Next generation of scientists supported through Antarctic scholarships
One hundred years ago the Antarctic challenge was a race to reach the South Pole. Today the challenge is one of science and stewardship as the planet warms to levels never before recorded.
To better understand our changing world, five new research scholarships have been awarded to top New Zealand Antarctic researchers thanks to support from Antarctica New Zealand, New Zealand Antarctic Research Institute (NZARI) and New Zealand Post.
From an award pool of $50,000, the Postgraduate Research Scholarship Programme supports studies at masters and doctorate levels, to encourage researchers to pursue interests in Antarctica and the Southern Ocean.

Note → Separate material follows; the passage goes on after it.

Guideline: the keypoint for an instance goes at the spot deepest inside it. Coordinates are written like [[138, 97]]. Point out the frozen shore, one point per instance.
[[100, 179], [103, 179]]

The quality of applications were of a very high standard which is a testament to Antarctic research agencies across New Zealand. This reflects the growing importance of broader climate research in our communities and the career opportunities linked to this.
Antarctica New Zealand and its partners are committed to the valuable contribution that Antarctic science can make to the international knowledge base and understanding of Antarctica and global ecosystems and processes.
2016 Research Awards:
New Zealand Post Antarctic Scholarship: Natalie Pilcher, University of Canterbury, MSc - “Mercury contamination in Adélie and emperor penguins in the Ross Sea: latitudinal, temporal, sexual, age and inter-specific differences.”
New Zealand Antarctic Research Institute Doctoral Scholarship: Alena Malyarenko, University of Otago/NIWA, PhD - “Interannual Ocean Variability in the Ross Sea.”
New Zealand Antarctic Research Institute Masters Scholarship: Rebecca Parker, University of Otago, MSc - “Sea ice and diatom primary production in the Ross Sea, Antarctica: the response to post-glacial warming.”
Antarctica New Zealand Postgraduate Scholarship: Ekkehard Scheffler, University of Canterbury, MSc - “Analysis of short term variations of glacier flow in the Ross Sea region, Antarctica, observed by new satellite sensors.”
New Zealand Antarctic Research Institute Prize: Marcus Arnold, University of Canterbury, MSc - “Surface Mass Balance of the Ross Ice Shelf: Dating Snow Layers from Radar by Using Stable Isotope Analysis.”